# Kid Boats???



## Tspringer (Jan 11, 2008)

We are in Lake Worth / Palm Beach for at least another week to 10 days getting re-powered. When done, we are heading south to Biscayne Bay and then across to the Bahamas with the goal of getting as far south as it takes to finally get WARM as quickly as we possibly can (it was 40 degrees here this morning).

We are cruising with my wife and two kids, Jackson age 11 and Tayor age 6 (7 in early April).

We are looking for other kid boats! We need playmates for our kids and other cruising parents to commiserate with. Anyone can learn more at out blog:

Birthday Boy! | S/V Lillie Mae... Underway!

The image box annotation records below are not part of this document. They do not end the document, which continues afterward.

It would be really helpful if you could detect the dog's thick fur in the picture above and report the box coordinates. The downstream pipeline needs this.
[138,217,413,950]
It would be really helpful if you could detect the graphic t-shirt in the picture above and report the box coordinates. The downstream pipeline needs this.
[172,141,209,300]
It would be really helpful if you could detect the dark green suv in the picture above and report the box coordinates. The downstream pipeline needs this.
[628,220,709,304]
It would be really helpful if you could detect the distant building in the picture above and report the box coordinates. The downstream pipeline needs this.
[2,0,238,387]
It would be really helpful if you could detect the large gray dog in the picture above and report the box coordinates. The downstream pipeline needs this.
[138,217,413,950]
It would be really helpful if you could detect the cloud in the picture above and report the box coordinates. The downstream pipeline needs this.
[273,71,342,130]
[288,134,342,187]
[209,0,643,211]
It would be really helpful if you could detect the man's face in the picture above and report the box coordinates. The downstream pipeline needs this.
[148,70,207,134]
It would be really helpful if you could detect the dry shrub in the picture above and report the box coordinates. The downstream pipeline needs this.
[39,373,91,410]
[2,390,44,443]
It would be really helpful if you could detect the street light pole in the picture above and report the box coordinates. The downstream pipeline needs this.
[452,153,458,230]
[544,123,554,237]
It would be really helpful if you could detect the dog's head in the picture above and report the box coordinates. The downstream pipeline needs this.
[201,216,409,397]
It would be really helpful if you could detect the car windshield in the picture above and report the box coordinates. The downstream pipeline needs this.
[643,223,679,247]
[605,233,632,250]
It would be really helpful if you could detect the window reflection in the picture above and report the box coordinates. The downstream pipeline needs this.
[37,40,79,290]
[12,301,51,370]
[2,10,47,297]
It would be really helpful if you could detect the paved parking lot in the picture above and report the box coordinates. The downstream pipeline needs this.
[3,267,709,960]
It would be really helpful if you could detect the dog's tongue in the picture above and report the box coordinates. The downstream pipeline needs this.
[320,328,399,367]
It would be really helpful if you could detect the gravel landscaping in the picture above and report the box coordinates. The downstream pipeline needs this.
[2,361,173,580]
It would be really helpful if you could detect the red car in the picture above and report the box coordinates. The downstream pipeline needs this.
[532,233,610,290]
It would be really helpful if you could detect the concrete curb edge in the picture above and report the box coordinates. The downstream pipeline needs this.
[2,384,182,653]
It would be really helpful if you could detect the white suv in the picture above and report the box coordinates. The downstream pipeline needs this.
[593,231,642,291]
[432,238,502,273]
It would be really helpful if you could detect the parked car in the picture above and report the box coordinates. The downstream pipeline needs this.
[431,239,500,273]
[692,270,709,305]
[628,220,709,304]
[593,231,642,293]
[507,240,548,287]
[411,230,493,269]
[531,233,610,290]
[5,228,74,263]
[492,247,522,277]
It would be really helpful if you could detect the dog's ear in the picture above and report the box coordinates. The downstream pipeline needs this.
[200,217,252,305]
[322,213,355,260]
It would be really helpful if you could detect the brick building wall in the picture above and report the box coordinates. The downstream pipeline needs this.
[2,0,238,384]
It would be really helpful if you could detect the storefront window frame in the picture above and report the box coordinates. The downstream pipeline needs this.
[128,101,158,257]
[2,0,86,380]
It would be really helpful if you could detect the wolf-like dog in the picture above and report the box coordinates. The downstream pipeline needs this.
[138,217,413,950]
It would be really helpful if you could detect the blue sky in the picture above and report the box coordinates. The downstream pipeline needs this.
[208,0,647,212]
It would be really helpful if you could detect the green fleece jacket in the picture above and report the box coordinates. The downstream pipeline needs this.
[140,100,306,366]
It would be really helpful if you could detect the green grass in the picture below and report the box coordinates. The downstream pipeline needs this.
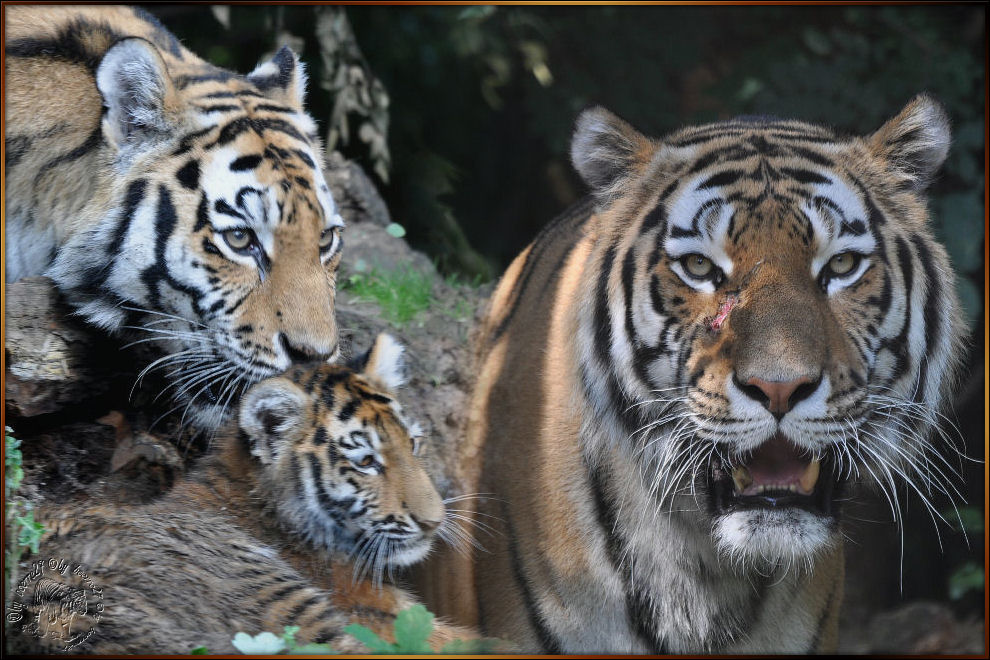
[222,605,504,655]
[3,426,45,608]
[341,267,433,326]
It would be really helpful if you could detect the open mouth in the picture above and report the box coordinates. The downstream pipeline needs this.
[709,433,839,516]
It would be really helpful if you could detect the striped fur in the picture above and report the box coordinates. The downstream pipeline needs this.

If there are any kid boats reading this let us know where you are. If anyone has any suggestions or links to means of locating other kid boats please point us in the right direction.

Thanks!

Terry


----------



## sailingdog (Mar 19, 2006)

Several boats I know of are either in or headed for Georgetown, which has a fairly active cruising community with a fair number of kids.


----------



## Tspringer (Jan 11, 2008)

We are hoping to be on the way to Georgetown within the next week to 10 days and arrive around the first of April weather permitting.

Finding kid boats is our #1 goal at this point.


Terry


----------



## sailingdog (Mar 19, 2006)

If you do get to Georgetown, hail s/v Morning Glory and tell Art & Amy Dan said Hi. Hail s/v Felix and tell John & Lorie the same thing.


----------



## FSMike (Jan 15, 2010)

Most of the cruisers in Georgetown depart in March after the Cruiser's Regatta, which I think ends this week.


----------



## Tspringer (Jan 11, 2008)

Where do they go? Home? So George Town turns into a ghost town by April? 

We are looking for Kid Boats.... and have no good idea on where to really look.


Terry


----------



## eryka (Mar 16, 2006)

Tspringer said:


> Where do they go? Home? So George Town turns into a ghost town by April?
> 
> We are looking for Kid Boats.... and have no good idea on where to really look.
> 
> Terry


Homeward bound - 'fraid so, we're in the extreme N. end of Lake Worth, northbound after a winter in the Exumas & Out Islands. We're anchored next to a kid boat but they're toddlers, not the right age for your kids. I think you find kid boats the same way you find other cruising friend boats, just go to cool places, be approachable, and look around you.


----------



## FSMike (Jan 15, 2010)

There will still be some boats in Georgetown, at least until after Regatta in April
(The Family Island Regatta). There just won't be nearly as many, if I had to guess I'd say 100-150 as opposed to 300-400 at the height of the cruising season. Many of the folks who visit Georgetown just come down for the worst of the winter then head back to the states. After Regatta, the number will drop below 100 for the summer. Best time to be there, just keep an eye out for the whirly-girls.

Google "Georgetown Cruiser's Regatta" to see what goes on in March.


----------